Updated CentOS spec files for the amplet2 client and new librabbitmq. Built and deployed new CentOS and Debian Wheezy packages onto a couple of test clients to test over the weekend.
Found and fixed a bug in the test scheduling while dealing with some user queries around test scheduling. The default value for test frequency (used if not explicitly specified) had the wrong units and so caused tests to be scheduled more frequently than intended. Also fixed a couple of places where wrapping could occur, and wrote some unit tests to cover those code paths.
Removed an unused option and related code paths from the traceroute test that weren't adding a lot except some hideous looking code. While looking at this I tightened up the timers being used for sending/timing out packets to make sure that timeouts were correctly based on the oldest outstanding probe, and that probes were being sent as close to the desired rate as possible. Also added some knobs for changing how many targets are probed at once, and now randomise the initial TTL probed to try not to hammer any nearby hops quite so hard.
Removed some old and unused files from the amplet2 repository. Updated more documentation to be accurate with the current state of things.
Fixed up another couple of minor issues that had been reported. Fixed the loss timer in the tcpping test to start after the last packet is sent so that long interpacket delays are possible if desired. Tidied up a regex to match certificate filenames more accurately. Made more documentation updates. Tried to improve packaging to make sure that default configuration files were as usable as possible without manual edits.
Built new packages and pushed them out to one of our test deployments. Worked through a few issues with getting the HTTP tests and target meshes lined up properly so that they display. Still need to figure out the correct way to fix this so that users don't need to worry about this special case.
Spent some time reworking my Debian package build system after accidentally building with incorrect source due to some release candidate versioning suffixes being missed. The new system will also better deal with release specific Debian directories.
Made lots of small changes based on things that had been reported by users or that I had noticed behaving incorrectly in the last week. Fixed a cap on a retry timer that was alternating between two different values. Updated the HTTP test to always store the full URL including scheme, even if the user didn't explicitly specify it. Updated some error messages to try to be more useful and accurate.

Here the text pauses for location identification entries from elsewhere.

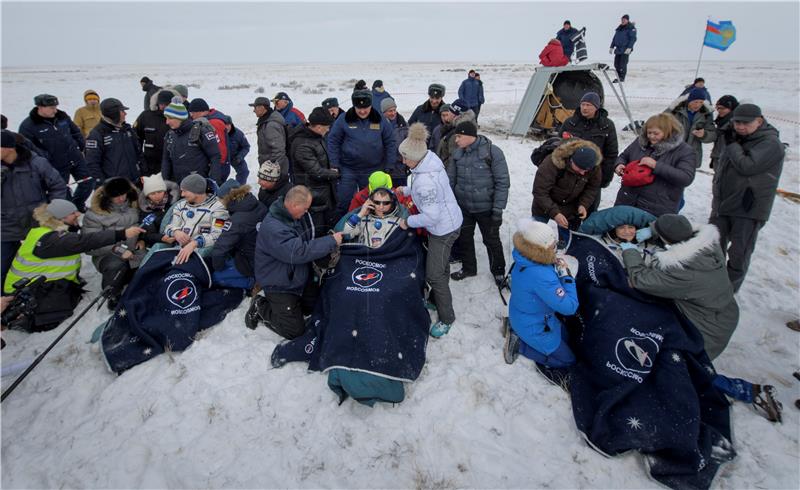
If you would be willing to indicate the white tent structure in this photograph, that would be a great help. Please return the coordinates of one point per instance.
(544, 75)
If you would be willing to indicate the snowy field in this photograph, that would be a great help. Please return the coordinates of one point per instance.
(217, 415)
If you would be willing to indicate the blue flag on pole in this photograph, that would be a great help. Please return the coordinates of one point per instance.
(719, 35)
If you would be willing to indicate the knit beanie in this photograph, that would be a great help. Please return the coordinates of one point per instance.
(415, 146)
(592, 98)
(269, 171)
(320, 116)
(198, 105)
(361, 99)
(696, 94)
(176, 110)
(194, 183)
(379, 179)
(536, 233)
(585, 158)
(467, 128)
(728, 101)
(61, 208)
(387, 104)
(153, 183)
(673, 228)
(117, 186)
(9, 141)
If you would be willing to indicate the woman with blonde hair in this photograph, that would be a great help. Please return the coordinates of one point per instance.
(656, 167)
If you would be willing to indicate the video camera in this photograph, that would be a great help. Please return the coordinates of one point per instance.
(19, 314)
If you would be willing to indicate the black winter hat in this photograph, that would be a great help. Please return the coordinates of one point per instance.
(728, 101)
(330, 102)
(362, 99)
(436, 90)
(198, 105)
(585, 158)
(746, 113)
(110, 108)
(673, 228)
(164, 97)
(8, 140)
(320, 116)
(117, 186)
(467, 128)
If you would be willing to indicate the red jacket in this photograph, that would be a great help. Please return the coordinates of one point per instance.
(553, 54)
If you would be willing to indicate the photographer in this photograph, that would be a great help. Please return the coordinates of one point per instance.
(53, 250)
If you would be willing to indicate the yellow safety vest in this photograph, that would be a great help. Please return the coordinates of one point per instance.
(27, 265)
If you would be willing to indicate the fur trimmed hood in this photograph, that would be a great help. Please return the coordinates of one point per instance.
(665, 146)
(561, 155)
(535, 253)
(680, 254)
(101, 202)
(44, 218)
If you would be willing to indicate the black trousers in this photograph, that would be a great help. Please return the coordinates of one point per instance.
(621, 65)
(490, 230)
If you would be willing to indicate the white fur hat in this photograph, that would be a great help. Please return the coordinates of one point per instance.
(536, 233)
(153, 183)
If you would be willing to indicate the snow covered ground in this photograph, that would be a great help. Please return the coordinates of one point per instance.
(217, 415)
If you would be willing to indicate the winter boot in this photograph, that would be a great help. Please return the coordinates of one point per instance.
(765, 403)
(253, 315)
(511, 344)
(439, 329)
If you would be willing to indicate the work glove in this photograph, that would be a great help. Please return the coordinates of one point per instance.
(644, 234)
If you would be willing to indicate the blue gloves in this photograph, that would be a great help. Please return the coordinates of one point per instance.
(644, 234)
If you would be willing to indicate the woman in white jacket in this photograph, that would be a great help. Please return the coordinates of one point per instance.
(439, 214)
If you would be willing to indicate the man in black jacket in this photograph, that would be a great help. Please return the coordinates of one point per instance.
(151, 128)
(234, 252)
(60, 141)
(312, 169)
(591, 123)
(112, 148)
(428, 112)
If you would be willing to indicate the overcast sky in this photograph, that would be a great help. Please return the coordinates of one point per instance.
(87, 33)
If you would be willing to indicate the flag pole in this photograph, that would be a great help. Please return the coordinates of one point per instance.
(703, 45)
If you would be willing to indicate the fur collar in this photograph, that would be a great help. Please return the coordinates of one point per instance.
(350, 117)
(43, 216)
(678, 255)
(534, 252)
(664, 146)
(561, 155)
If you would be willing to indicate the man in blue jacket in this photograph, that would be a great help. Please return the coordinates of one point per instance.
(565, 37)
(622, 45)
(60, 141)
(285, 248)
(360, 143)
(471, 93)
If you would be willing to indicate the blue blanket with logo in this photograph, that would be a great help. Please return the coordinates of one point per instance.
(643, 380)
(370, 317)
(163, 308)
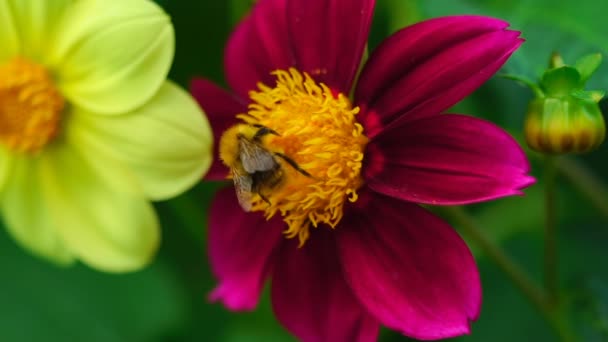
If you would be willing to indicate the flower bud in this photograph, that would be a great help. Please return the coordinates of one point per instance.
(563, 117)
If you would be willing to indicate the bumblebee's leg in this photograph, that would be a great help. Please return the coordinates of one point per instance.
(262, 131)
(264, 198)
(292, 163)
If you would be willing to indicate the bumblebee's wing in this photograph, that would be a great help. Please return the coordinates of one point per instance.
(255, 158)
(243, 186)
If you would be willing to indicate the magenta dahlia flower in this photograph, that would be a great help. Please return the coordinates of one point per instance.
(332, 154)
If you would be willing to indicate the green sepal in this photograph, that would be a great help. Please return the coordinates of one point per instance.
(588, 95)
(587, 65)
(560, 81)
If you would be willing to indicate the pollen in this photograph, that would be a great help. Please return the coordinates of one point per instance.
(317, 129)
(30, 106)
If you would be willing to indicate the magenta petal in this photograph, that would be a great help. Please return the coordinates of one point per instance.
(221, 109)
(311, 298)
(430, 66)
(410, 269)
(259, 45)
(328, 38)
(241, 250)
(447, 159)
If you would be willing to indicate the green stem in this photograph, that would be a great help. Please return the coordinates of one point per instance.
(550, 270)
(586, 182)
(519, 278)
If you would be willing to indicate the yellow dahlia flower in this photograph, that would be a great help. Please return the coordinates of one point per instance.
(90, 130)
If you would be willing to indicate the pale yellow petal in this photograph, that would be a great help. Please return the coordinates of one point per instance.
(24, 205)
(111, 56)
(28, 27)
(167, 143)
(101, 217)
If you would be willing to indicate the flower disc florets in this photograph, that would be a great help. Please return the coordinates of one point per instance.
(316, 128)
(30, 106)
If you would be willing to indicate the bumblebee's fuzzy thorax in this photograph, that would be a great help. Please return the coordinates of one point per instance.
(306, 140)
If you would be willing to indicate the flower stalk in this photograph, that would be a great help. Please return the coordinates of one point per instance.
(550, 258)
(514, 272)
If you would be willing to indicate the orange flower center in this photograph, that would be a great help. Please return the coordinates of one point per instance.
(30, 106)
(316, 143)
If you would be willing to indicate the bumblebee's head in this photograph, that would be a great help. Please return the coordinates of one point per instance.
(229, 143)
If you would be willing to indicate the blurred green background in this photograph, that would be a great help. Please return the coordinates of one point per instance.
(167, 301)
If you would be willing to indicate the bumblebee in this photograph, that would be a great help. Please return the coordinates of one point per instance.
(254, 168)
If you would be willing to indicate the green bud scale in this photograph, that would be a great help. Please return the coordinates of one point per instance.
(563, 117)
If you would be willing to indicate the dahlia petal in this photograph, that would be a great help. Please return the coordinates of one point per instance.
(26, 213)
(112, 56)
(27, 27)
(259, 45)
(409, 269)
(101, 216)
(221, 109)
(166, 143)
(430, 66)
(445, 160)
(241, 251)
(311, 298)
(329, 37)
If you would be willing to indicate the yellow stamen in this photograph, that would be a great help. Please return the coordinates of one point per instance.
(318, 131)
(30, 106)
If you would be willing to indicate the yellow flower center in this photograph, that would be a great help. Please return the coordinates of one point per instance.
(30, 106)
(318, 145)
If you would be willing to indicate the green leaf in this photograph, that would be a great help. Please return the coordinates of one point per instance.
(560, 81)
(587, 65)
(41, 302)
(589, 95)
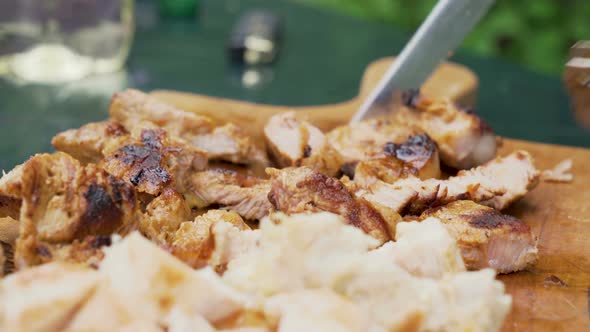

Fixed the apache2 configuration in the amppki packages to work properly once everything is installed properly in the correct system locations. There were issues around the python path being incorrect and not able to find the libraries, as well as naming collisions with the ampweb WSGI processes.
Spent some time with Shane trying to track down the cause of some missing data in the web graphs. Found the cause of the missing DNS data (wrong column names being used) and why some sites didn't have path length data available (it's only sourced from one style of traceroute test).
Tried to expose through the web interface the ability to force the address family to use when resolving test targets. This was a bit more complicated than expected, due to new targets getting automatically added to the database and it including the various suffixes used internally to represent address families.
Put together some new server packages to test the new changes and started working through verifying that they worked, ahead of another release.